La politique d’un Centre de la petite enfance (CPE ) visant à obliger les employés à couvrir leurs tatouages au travail est contraire à la liberté d’expression et au droit au respect de la vie privée.
C’est ce qu’a établi récemment la Cour supérieure dans l’affaire Syndicat des travailleuses des centres de la petite enfance du Saguenay-Lac-Saint-Jean c. Carol Girard et CPE La Pirouette.
Les faits
Le CPE La Pirouette, où travaille la plaignante depuis de nombreuses années à titre d’éducatrice, possède un code d’éthique qui prévoit que l’exposition d’un tatouage et d’un perçage est prohibée et entre en contradiction avec la mission éducative du service de garde du CPE.
Le 22 juin 2004, le conseil d’administration adopte une résolution qui oblige les employés à couvrir leurs tatouages et perçages.
Quelques semaines plus tard, la plaignante reçoit un avertissement écrit, lui enjoignant de couvrir le tatouage qu’elle porte sur une omoplate la prochaine fois qu’elle travaillera. Le syndicat dépose donc un grief pour contester la politique de l’employeur. Celui-ci est rejeté par l’arbitre Carol Girard, et le syndicat demande une révision judiciaire.
La décision
La Cour examine d’abord la portée des articles 3 et 5 de la Charte des droits et libertés de la personne. Ces dispositions protègent notamment le droit au respect de la vie privée et garantissent la liberté d’expression.

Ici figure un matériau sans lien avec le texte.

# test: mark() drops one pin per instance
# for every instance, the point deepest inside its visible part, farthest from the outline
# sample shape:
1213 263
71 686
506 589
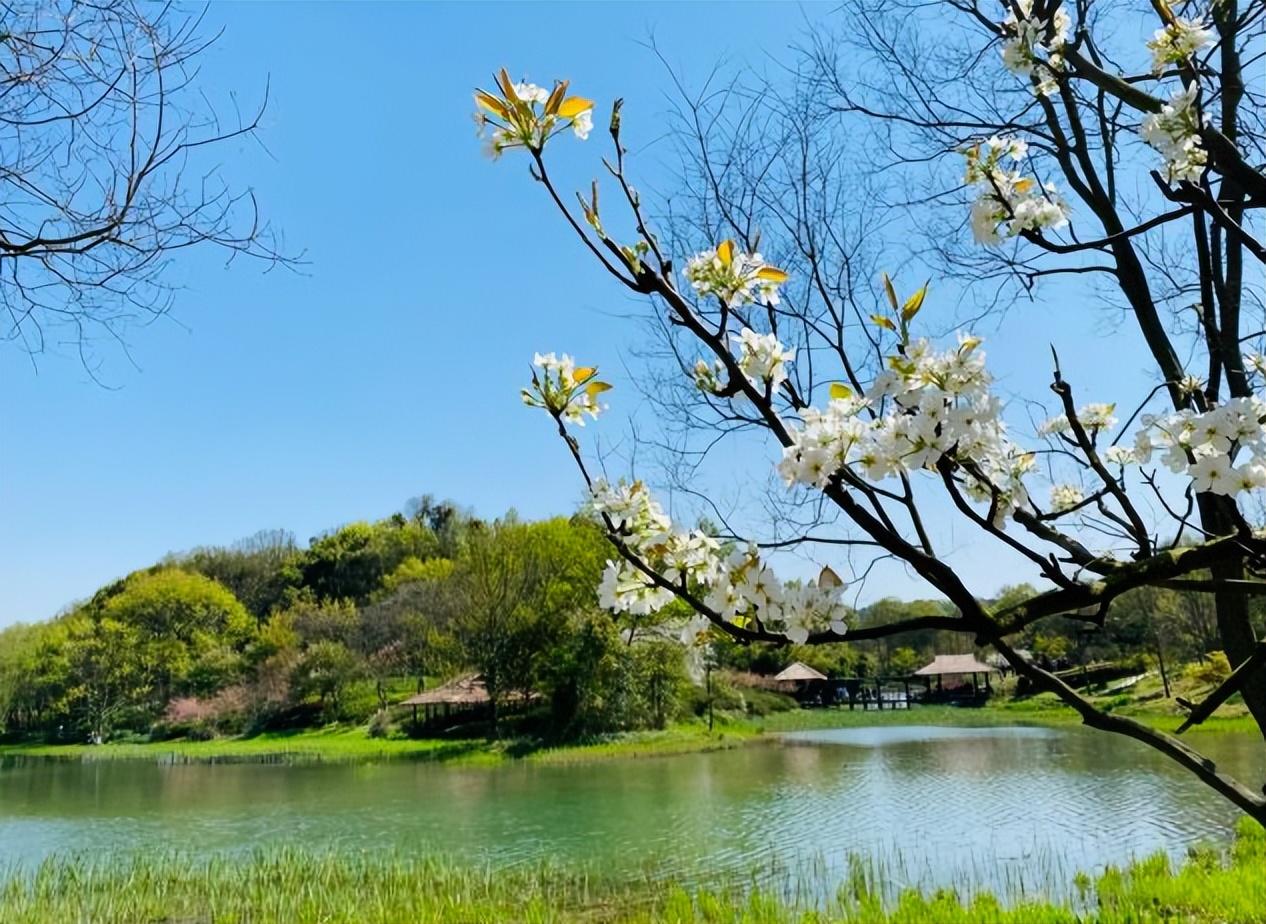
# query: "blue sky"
391 365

Selon le juge Jean Bouchard, il ne fait aucun doute que le choix d’une personne de porter sur son corps une marque indélébile relève de la sphère d’autonomie protégée par le droit à la vie privée. De plus, il s’agit bel et bien d’une forme d’expression protégée par la Charte des droits.
Pour la Cour, il va de soi qu’obliger une personne qui possède un tatouage à le cacher constitue une atteinte à ce droit et à cette liberté. Cependant, il est reconnu qu’une restriction à un droit ou à une liberté peut être justifiée dans la mesure où la politique de l’employeur poursuit un objectif important et qu’elle est rationnelle et proportionnelle à cet objectif.
Dans ce cas-ci, le tribunal juge que la mesure prise par le CPE repose sur des préjugés et est beaucoup trop large pour être maintenue.
Tout en reconnaissant qu’il faut protéger les enfants d’images dégradantes, le tribunal constate que le tatouage est un phénomène répandu dans la société et qui ne peut plus être associé à la délinquance. Ainsi, la politique du CPE interdisant l’exposition de ces signes n’est pas la moins restrictive possible, puisqu’elle oblige tous les employés à les couvrir, et ce, peu importe ce que ces tatouages représentent.
La Cour considère même ” ridicule ” et ” outrageant ” qu’une employée qui arbore, par exemple, un tatouage représentant un papillon sur un mollet, soit obligée de porter des pantalons en plein été, sous un soleil de plomb.
Elle est d’avis que le CPE pourrait obliger uniquement les employés qui affichent des tatouages sexistes, racistes, incitant à la violence ou faisant la promotion de la drogue ou de l’alcool à les cacher. Ainsi, l’objectif de protection des enfants serait atteint tout en protégeant les droits des employés.
La Cour annule donc la sentence arbitrale et déclare que la politique du CPE est contraire à la liberté d’expression et au droit au respect de la vie privée. Elle accueille donc le grief, mais réserve toutefois le droit de l’employeur de sévir à nouveau si le tatouage de la plaignante présente un caractère offensant pour les enfants.